On 26 April, the UK Enterprise and Regulatory Reform Act received given Royal Assent, and came into law. The Act includes a number of key changes to UK copyright law.

The copyright reforms in the Act relate to:

  • licensing of ‘orphan works’
  • extended collective licensing
  • regulation of copyright collecting societies

The first two issues are under consideration by the Australian Law Reform Commission in connection with its inquiry into copyright and the digital economy.
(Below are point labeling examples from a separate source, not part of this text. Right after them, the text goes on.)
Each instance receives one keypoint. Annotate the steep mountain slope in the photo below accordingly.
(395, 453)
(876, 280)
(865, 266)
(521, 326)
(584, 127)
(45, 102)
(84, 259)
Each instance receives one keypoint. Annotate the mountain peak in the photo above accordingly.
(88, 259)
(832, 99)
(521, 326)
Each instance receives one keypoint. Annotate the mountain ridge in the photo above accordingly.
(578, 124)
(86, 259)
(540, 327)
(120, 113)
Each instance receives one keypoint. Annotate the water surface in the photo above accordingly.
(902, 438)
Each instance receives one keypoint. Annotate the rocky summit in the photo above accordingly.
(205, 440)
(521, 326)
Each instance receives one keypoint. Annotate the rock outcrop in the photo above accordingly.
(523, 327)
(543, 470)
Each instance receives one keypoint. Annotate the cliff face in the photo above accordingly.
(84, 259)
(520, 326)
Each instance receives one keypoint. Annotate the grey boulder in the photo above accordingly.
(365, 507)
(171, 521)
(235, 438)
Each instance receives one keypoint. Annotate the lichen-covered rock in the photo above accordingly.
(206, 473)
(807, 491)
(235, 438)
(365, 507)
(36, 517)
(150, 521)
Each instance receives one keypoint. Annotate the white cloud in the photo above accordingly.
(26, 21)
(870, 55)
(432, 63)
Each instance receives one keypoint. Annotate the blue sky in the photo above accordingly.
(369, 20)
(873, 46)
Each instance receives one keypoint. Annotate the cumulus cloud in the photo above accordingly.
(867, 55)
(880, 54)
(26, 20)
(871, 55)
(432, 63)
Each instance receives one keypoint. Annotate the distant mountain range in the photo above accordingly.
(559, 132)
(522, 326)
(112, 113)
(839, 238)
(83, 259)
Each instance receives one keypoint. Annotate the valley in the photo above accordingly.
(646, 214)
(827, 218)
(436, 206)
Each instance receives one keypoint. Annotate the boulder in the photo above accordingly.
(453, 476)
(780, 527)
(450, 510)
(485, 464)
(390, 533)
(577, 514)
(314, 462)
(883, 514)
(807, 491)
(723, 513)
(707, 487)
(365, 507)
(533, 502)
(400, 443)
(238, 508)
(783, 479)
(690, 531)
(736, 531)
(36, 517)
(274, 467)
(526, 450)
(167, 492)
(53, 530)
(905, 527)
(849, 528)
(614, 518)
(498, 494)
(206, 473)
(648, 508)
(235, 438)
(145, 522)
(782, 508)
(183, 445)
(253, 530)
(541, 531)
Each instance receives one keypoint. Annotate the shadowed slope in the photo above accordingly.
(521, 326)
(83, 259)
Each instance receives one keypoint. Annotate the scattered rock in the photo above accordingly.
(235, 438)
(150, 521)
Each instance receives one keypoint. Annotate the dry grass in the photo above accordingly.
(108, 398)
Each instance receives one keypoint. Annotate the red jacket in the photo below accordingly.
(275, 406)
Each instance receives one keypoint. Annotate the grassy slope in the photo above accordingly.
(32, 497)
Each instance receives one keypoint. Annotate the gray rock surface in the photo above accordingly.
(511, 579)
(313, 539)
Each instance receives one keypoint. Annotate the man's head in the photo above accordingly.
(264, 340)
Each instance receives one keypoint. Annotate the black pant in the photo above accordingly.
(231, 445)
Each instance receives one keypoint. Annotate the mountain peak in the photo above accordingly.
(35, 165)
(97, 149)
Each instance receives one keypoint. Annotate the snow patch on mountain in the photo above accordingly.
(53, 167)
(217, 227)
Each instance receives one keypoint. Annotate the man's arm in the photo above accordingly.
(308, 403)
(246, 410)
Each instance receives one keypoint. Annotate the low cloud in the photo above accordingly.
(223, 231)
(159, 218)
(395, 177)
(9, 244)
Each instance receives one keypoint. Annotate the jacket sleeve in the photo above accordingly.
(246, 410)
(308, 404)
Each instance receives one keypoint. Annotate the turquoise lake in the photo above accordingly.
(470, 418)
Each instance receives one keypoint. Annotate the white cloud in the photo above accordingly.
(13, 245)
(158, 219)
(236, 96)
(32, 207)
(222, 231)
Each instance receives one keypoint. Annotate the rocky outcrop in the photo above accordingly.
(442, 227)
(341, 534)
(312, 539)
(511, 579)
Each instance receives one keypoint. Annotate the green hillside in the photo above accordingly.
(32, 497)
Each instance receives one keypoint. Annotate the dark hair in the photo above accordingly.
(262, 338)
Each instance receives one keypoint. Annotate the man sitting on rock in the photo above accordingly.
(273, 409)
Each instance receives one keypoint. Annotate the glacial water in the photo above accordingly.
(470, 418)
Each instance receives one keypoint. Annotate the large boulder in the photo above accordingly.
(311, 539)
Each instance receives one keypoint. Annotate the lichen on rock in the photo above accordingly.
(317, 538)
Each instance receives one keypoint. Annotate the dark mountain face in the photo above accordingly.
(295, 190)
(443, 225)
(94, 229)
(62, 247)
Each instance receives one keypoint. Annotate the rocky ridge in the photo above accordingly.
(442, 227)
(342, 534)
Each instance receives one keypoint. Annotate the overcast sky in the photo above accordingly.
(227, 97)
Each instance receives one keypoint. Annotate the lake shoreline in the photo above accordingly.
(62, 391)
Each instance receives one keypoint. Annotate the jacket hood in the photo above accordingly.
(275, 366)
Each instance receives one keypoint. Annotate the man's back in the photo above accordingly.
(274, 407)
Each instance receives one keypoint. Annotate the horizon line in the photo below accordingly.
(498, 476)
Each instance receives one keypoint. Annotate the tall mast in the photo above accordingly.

The third issue was considered in Australia more than a decade ago, and resulted in the Code of Conduct for collecting societies. See also the recent decision of the General Court of the European Union regarding regulation of collecting societies in the EU.

ORPHAN WORKS

‘Orphan’ works refers to content for which a potential user has been unable to identify and/or locate a copyright owner. The issue arises most often in relation to the digitisation of collections by cultural institutions such as libraries and museums: ‘mass digitisation’. It is also raised in other contexts, usually in relation to a ‘one-off’ use, which may be a ‘commercial use’. For example, SBS has experienced difficulties getting copyright clearances for TV programs it holds in its archives, to enable them to be released on DVD.

More:

EXTENDED COLLECTIVE LICENSING

Extended collective licensing is a system whereby a rights management organisation with authority from a sufficient proportion of rightsholders in a class can apply (e.g. to the government) for authority to represent others in that class unless they opt out. The system is well-established in Scandinavian countries, and is being considered elsewhere. It is canvassed by the ALRC in its Issues Paper in the chapter on orphan works.